Préfabrication des composants en béton : Sadet veut conquérir l Afrique

Préfabrication des composants en béton : Sadet veut conquérir l Afrique

Le continent africain ne cesse de séduire. Volonté politique oblige, plusieurs banques marocaines se sont positionnées sur l’Afrique facilitant ainsi la tâche aux investisseurs potentiels. La demande est forte au même titre que le besoin en expertises. Toutes ces composantes ont fait reconsidérer à Sadet, société de préfabrication des composants en béton précontraint au Maroc, l’éventualité de se pencher sur d’autres marchés émergents tout en consolidant son positionnement de leader sur le marché national.

Revoir sa stratégie et installer des unités sur le continent africain sont à l’ordre du jour chez la société Sadet. Toutefois pour ce faire, et comme l’explique Azzedine Abaâkil, président-directeur général de Sadet, «il faut se donner les moyens. Plusieurs scénarios de montage financier sont probables». En effet, afin de consolider sa position de leader dans le marché national et affirmer ses ambitions dans celui international, Sadet n’écarte aucune solution.

«Une ouverture au marché des capitaux, notamment via une introduction en Bourse, est envisagée pour accompagner notre nouvelle stratégie de conquête des marchés. Des joints-ventures avec des partenaires internationaux sont également à négocier», ajoute la même source.

Il est par ailleurs à noter que, en dépit du fait que le marché global du BTP ait subi une baisse due à la crise, le chiffre d’affaires de Sadet a grimpé entre 2009 et 2012, passant de 158 millions DH à 273 millions DH, soit une augmentation de 70%. Durant ces mêmes trois années, Sadet a engagé une enveloppe de 225 millions DH en termes d’investissements.
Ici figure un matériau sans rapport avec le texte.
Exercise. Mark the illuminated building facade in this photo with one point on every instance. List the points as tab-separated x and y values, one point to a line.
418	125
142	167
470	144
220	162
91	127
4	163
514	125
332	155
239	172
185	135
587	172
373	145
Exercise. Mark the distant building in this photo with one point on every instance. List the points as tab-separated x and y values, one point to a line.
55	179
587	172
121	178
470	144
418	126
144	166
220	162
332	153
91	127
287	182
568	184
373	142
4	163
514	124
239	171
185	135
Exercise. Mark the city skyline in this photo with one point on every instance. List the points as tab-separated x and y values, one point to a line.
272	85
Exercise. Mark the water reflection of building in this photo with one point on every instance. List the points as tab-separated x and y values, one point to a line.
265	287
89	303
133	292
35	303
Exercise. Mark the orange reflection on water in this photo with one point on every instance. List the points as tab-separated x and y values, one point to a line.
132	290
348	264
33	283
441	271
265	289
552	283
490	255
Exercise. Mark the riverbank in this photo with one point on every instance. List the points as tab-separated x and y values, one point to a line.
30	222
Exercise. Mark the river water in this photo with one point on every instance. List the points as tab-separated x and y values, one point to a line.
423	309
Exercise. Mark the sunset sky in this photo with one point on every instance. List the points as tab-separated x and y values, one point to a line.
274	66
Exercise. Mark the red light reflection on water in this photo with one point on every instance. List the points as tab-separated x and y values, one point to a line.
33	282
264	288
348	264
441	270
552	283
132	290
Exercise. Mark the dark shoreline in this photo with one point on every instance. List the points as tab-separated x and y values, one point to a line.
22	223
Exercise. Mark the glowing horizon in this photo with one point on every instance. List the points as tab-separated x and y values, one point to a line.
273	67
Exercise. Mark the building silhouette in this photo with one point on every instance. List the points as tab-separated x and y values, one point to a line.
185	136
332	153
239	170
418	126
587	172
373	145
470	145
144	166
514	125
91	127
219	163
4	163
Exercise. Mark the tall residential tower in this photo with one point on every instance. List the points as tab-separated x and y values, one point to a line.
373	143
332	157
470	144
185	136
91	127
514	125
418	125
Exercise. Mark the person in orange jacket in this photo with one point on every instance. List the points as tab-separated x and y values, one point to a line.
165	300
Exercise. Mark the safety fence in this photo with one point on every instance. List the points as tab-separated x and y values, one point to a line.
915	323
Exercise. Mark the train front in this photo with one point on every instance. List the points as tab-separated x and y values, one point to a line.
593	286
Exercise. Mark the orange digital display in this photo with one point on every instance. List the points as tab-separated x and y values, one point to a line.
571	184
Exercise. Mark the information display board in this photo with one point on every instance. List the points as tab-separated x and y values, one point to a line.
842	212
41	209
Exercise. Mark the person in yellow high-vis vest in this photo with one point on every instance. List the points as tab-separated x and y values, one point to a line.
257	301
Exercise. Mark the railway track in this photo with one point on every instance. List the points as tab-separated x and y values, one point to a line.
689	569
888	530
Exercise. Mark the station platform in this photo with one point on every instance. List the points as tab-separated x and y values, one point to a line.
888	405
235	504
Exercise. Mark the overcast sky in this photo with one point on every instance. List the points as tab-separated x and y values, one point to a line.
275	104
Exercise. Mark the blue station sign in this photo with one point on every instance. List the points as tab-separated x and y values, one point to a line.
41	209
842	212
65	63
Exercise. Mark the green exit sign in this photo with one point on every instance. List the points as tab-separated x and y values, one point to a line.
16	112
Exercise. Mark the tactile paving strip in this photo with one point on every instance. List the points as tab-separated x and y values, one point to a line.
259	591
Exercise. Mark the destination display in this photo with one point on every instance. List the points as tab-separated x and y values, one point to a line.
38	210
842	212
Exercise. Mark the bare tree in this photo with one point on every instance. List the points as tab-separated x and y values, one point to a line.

Lesquels investissements ont permis de mener à bien trois importants chantiers, à savoir la construction d’une usine à Tanger, dotée d’une grande capacité, la rénovation de celle sise à Bouskoura et l’installation de bancs de poutres et prédalles à Témara. S’ajouteront à ces usines deux autres unités, une première dans la région d’Agadir et une deuxième dans l’Oriental, dans la ville d’Oujda.

«La demande est grandissante. Nous entendons nous rapprocher davantage de nos clients, facilitant ainsi le service tout en amortissant les frais de transport de nos produits», précise Azzedine Abaâkil. Une fois son positionnement consolidé, Sadet a pu obtenir une certification CE pour ses produits, chose qui lui permettra de les exporter vers l’Europe. «Il s’agit d’une première pour une société de construction», note, non sans fierté, la responsable du volet innovation dans ladite société.

Néanmoins, pour ce qui est du marché local, le directeur général de Sadet n’a pas omis de signaler que le Maroc a besoin d’un vrai rééquilibrage des fondamentaux de l’économie tout en espérant que «la loi sur les délais de paiement dépasse son état de texte et soit réellement applicable».